TRANSATU.ID,PAMEKASAN – Aktivis yang tergabung dalam Barisan Masyarakat Merdeka (BMM) menggelar aksi demonstrasi menyoroti dugaan pungutan biaya kontribusi peserta dalam kegiatan Bimbingan Teknis (Bimtek) Administrasi Kependudukan (Adminduk) yang diselenggarakan Dinas Kependudukan dan Pencatatan Sipil (Disdukcapil) Kabupaten Pamekasan.

 

Aksi tersebut dipicu adanya kewajiban pembayaran sebesar Rp2,6 juta yang dibebankan kepada peserta dari desa dan puskesmas yang mengikuti bimtek di Singhasari Resort Batu, Jawa Timur, pada 8–10 Mei 2026.

 

Berdasarkan data yang dihimpun, kegiatan tersebut diikuti oleh 47 staf Disdukcapil tanpa biaya. Sementara itu, sebanyak 114 peserta yang terdiri dari delegasi desa dan puskesmas diwajibkan membayar biaya kontribusi.

 

Dalam orasinya, Ketua BMM Pamekasan, Sujai, mempertanyakan dasar penarikan biaya tersebut.

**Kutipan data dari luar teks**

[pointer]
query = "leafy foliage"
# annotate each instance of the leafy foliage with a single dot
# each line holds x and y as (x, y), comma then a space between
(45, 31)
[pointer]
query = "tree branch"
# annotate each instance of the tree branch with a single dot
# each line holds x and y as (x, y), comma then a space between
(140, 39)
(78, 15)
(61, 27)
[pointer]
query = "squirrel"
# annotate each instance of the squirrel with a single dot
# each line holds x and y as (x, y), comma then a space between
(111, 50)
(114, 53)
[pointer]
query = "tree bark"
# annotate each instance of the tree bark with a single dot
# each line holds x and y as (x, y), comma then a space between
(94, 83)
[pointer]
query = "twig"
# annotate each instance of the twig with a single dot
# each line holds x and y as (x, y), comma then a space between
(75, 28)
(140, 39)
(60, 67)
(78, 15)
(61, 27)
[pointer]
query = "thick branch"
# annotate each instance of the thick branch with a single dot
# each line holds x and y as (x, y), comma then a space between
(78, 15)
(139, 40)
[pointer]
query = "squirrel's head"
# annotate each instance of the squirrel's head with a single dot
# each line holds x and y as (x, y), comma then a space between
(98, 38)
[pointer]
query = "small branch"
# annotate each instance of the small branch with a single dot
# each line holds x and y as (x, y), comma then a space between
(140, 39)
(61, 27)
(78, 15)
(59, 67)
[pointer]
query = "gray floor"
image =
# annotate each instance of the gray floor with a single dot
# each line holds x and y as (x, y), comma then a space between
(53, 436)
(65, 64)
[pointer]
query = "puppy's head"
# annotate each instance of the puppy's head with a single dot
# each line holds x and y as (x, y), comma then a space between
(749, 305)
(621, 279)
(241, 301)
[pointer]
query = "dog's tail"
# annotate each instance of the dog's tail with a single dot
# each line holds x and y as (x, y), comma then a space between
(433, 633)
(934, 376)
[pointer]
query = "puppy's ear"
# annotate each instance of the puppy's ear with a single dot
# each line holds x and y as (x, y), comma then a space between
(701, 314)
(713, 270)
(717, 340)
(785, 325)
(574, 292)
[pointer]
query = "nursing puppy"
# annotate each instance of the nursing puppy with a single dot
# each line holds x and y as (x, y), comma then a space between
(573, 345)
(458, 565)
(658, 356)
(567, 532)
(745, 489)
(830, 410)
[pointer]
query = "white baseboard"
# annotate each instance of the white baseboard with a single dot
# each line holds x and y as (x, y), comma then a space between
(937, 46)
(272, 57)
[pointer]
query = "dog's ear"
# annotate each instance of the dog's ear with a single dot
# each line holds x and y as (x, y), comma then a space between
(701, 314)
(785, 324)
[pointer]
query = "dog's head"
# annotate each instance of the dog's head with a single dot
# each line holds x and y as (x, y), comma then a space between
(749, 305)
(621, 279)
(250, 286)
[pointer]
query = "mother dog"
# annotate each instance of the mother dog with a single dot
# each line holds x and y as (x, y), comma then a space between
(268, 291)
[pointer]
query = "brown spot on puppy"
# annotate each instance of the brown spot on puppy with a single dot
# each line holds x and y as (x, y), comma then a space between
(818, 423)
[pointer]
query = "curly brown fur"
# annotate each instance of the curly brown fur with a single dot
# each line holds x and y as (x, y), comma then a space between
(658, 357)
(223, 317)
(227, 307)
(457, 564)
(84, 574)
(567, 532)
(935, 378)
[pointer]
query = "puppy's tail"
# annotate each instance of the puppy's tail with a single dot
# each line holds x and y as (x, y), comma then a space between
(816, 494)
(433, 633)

Menurutnya, undangan yang dikirim kepada pemerintah desa dan puskesmas tidak hanya berisi pemberitahuan kegiatan, tetapi juga mencantumkan kewajiban pembayaran bagi peserta yang merupakan mitra pelayanan administrasi kependudukan.

 

"Kami menerima informasi bahwa setiap peserta diminta membayar Rp2,6 juta untuk mengikuti bimtek yang dilaksanakan di Singhasari Resort Batu," ujar Sujai, rabu (24/6/2026).